In its report examining the work and performance of DIUS, the Committee says the DIUS annual report is ‘impenetrable’ and ‘peppered with jargon’. It fears that the jargon may be a substitute for having a clear idea about where DIUS is going and how it will achieve the Prime Minister’s goals to make Britain one of the best places in the world for science, research and innovation.

Examples of innovation in DIUS’s own operations were disappointing, and the Committee also has doubts about the way DIUS presents figures and calls for the statistics in future annual reports to be reviewed independently.

When he gave evidence in 2007, just before he took up post as Government Chief Scientific Adviser, Professor Beddington said that Government should get the "best possible scientific advice that is available at the time". The Committee voices concern that when giving recent evidence about homeopathy as Government Chief Scientific Adviser he did not take the opportunity to restate the importance of scientific process and to emphasise the need for balance of scientific evidence. These worries were heightened when Professor Beddington said on homeopathy that "wider factors than science may be relevant".

The Committee cautions that the customary, strong public voice from the Government Chief Scientific Adviser advocating policy based on evidence-based science must not become muted.

The Committee also recommends that DIUS:

  • develops a consistent method for ensuring policy is soundly based on evidence
  • faces up to and addresses the criticisms it received in the Capability Review
  • shows clearly how £1.5 billion in efficiency savings it has promised will be generated.

The Chairman of the Committee, Phil Willis MP, said:

"We were less than satisfied with the DIUS report, which we found unhelpful and too reliant on promoting a positive tone rather than providing us with clear and comprehensive information. While we appreciate that it will take some time for DIUS’s work to be realised, this must not be used as an excuse to produce a sub-standard report. A more concise report written in plain English with independently verified statistics would be of far greater use next year.
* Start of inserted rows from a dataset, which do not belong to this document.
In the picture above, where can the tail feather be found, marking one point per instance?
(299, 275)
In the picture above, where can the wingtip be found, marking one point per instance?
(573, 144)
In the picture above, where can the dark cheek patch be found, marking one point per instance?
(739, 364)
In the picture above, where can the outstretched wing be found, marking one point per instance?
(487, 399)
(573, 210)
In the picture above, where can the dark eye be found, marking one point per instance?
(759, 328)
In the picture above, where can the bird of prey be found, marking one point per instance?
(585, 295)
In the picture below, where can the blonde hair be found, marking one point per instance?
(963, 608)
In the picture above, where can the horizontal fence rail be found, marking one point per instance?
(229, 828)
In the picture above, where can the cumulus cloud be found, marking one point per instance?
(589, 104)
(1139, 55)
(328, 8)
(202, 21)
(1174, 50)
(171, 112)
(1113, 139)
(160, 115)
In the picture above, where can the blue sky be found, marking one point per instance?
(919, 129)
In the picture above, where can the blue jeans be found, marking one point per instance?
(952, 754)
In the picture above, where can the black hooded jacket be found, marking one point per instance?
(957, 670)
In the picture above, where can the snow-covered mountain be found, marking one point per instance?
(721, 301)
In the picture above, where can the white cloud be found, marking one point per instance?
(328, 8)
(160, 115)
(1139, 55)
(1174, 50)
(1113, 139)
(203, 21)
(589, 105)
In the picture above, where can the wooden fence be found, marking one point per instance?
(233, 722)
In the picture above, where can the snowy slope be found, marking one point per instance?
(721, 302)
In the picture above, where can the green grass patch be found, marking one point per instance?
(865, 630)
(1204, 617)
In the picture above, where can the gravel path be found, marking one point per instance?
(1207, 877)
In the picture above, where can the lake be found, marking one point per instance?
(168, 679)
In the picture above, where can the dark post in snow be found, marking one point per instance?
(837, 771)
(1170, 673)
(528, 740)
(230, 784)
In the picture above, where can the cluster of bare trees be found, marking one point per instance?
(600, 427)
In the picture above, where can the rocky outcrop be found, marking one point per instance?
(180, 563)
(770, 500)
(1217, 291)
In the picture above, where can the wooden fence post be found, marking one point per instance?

"We were somewhat surprised by Professor Beddington’s evidence. It is understandable that the new Government Chief Scientific Adviser has a desire to work within the Whitehall machine, and we can see some advantages in this approach. But this must not be done at the expense of championing evidence-based science or challenging government policy and we may return to this issue in our inquiry Putting science and engineering at the heart of government policy."